Department of Primary Industries and Regions (PIRSA)

Department overview
- Jurisdiction: South Australia
- Headquarters: 11 Waymouth Street, Adelaide
- Employees: 830
- Annual budget: $250.1 million
- Minister responsible: Clare Scriven, Minister for Primary Industries and Regional Development, Minister for Forest Industries;
- Department executive: Prof. Mehdi Doroudi, Chief Executive;
- Website: Department of Primary Industries and Regions

= Primary Industries and Regions SA =

Primary Industries and Regions SA (PIRSA), also known as Primary Industries and Regions South Australia, and the Department of Primary Industries and Regions SA, is an agency of the South Australian Government whose focus is the economic development of the state of South Australia. Its key areas of work include primary sector industries (in South Australia, mainly farming), and biosecurity.

==Description==
The purpose of the agency is to "grow primary industries and drive regional development". Its key areas of work include primary sector industries (in SA, mainly agriculture, viticulture and farming of livestock), marine aquaculture, and biosecurity. Agribusiness, covering "food and beverage, field crops, meat and livestock, wine, seafood, horticulture and forestry sectors" are seen as mainstays and growth areas of the South Australian economy.

Along with the South Australian Research and Development Institute (SARDI), PIRSA has been located at the Waite Research Precinct, alongside the University of Adelaide's Waite campus since about 1994.

The Fisheries and Aquaculture division manages the state's fish stocks, along with industry and the community, by developing and implementing policy and regulations to ensure sustainable development of the aquaculture industry. It employs fisheries officers to monitor compliance with fishing regulations.

PIRSA runs a grants program for farm industry business owners and operators.

SARDI is the state government's principal research institute, and forms part of PIRSA.

==Organisational history==
In 1992, the South Australian Department of Agriculture, the Department of Fisheries, and the Department of Woods and Forests merged to form Primary Industries South Australia (PISA). In 1996–1997, the name of Mines and Energy South Australia was changed to Mines and Energy Resources South Australia (MERSA).

In 1997, PISA and MERSA merged to form Primary Industries and Resources SA, formally the Department of Primary Industries and Resources SA (PIRSA).
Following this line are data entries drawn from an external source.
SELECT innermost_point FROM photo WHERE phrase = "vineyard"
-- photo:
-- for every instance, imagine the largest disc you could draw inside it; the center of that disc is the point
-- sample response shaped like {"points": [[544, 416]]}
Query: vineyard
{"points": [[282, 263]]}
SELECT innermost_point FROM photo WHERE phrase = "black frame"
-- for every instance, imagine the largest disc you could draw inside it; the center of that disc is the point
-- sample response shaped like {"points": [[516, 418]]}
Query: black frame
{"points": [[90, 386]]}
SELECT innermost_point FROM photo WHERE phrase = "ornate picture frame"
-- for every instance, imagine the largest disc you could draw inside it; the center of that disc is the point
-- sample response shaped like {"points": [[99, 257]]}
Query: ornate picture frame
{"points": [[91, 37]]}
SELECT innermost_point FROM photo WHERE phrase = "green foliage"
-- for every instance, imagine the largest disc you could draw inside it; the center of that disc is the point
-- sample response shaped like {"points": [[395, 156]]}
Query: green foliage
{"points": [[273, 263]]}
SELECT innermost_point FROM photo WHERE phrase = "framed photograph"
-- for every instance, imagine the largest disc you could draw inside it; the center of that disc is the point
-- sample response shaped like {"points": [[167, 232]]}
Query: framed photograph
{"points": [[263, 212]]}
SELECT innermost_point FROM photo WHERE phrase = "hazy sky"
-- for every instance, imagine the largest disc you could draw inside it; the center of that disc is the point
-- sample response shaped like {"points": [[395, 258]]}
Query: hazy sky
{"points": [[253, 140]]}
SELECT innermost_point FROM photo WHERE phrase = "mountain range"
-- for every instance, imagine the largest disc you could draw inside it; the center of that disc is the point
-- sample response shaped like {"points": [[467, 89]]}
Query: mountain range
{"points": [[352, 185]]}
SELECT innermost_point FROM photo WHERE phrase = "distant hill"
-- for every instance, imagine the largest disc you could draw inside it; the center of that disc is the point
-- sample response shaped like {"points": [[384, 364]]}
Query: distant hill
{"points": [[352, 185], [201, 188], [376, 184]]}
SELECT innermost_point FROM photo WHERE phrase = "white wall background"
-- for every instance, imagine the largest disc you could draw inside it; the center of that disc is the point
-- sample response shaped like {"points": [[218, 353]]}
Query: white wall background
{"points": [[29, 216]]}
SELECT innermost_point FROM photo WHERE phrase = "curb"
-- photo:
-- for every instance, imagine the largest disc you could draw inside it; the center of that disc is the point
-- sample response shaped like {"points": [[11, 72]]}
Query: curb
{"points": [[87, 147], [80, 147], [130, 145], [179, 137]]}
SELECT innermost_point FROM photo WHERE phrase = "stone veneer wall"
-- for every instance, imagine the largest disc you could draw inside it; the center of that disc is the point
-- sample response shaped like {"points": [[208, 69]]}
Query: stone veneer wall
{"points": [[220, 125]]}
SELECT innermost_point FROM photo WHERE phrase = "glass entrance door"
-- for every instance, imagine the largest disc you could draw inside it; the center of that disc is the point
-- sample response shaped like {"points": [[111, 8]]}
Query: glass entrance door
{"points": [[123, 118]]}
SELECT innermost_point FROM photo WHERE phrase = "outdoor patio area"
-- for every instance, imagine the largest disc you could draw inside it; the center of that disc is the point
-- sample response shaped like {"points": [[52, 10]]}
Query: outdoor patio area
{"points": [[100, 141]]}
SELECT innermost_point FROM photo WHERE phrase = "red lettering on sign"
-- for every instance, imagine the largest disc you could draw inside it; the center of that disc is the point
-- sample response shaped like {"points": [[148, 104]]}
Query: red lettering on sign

In 2011–12 the name was changed to Primary Industries and Regions SA.

In 2019, the Pastoral Board of South Australia, which governs pastoral leases in South Australia, moved to PIRSA from the Department for Environment and Water.

In 2019, PIRSA and SARDI also entered a partnership with the University of Adelaide in which scientists in diverse disciplines were to be able to access PIRSA's research farms and share their academic knowledge to the agricultural sector. The collaboration was anticipated to help develop SA's expertise in dryland agriculture by encouraging multi-disciplinary research and helping to bring about new export opportunities.

==Biosecurity Act upgrade==

In 2020, PIRSA started a review of biosecurity legislation in South Australia, which had been covered by several pieces of legislation; the aim was to achieve a single Act for the state that would ensure South Australia's biosecurity systems remain effective. As of March 2024, the Bill was expected to progress through the parliamentary process by the end of the year.

==Examples of PIRSA's work==
In 2007, as part of its community program, PIRSA administered a travel survey in Adelaide that identified the need for secure parking for bicycles in the city. A parking station for 21 bikes was built in a basement at the Grenfell Centre, which proved very popular. It also established a bicycle user group.

PIRSA fisheries officers police fishers' compliance with fisheries regulations to ensure fish stocks are safeguarded for future generations. An example in December 2014 was when fisheries officers caught two men fishing at Wallaroo for snapper during the annual closure period. The men fled and were detained 20 km away. The fishers were fined and ordered to pay costs totalling .

To help with landholders' recovery from the December 2019 bushfires, PIRSA prepared, with other agencies, an impact assessment of the damage done to many types of agricultural enterprises. Advice on caring for stock, coordination of various types of assistance, and technical support were given to people who had suffered losses from the fires, many of whom were located around Cudlee Creek and on Kangaroo Island.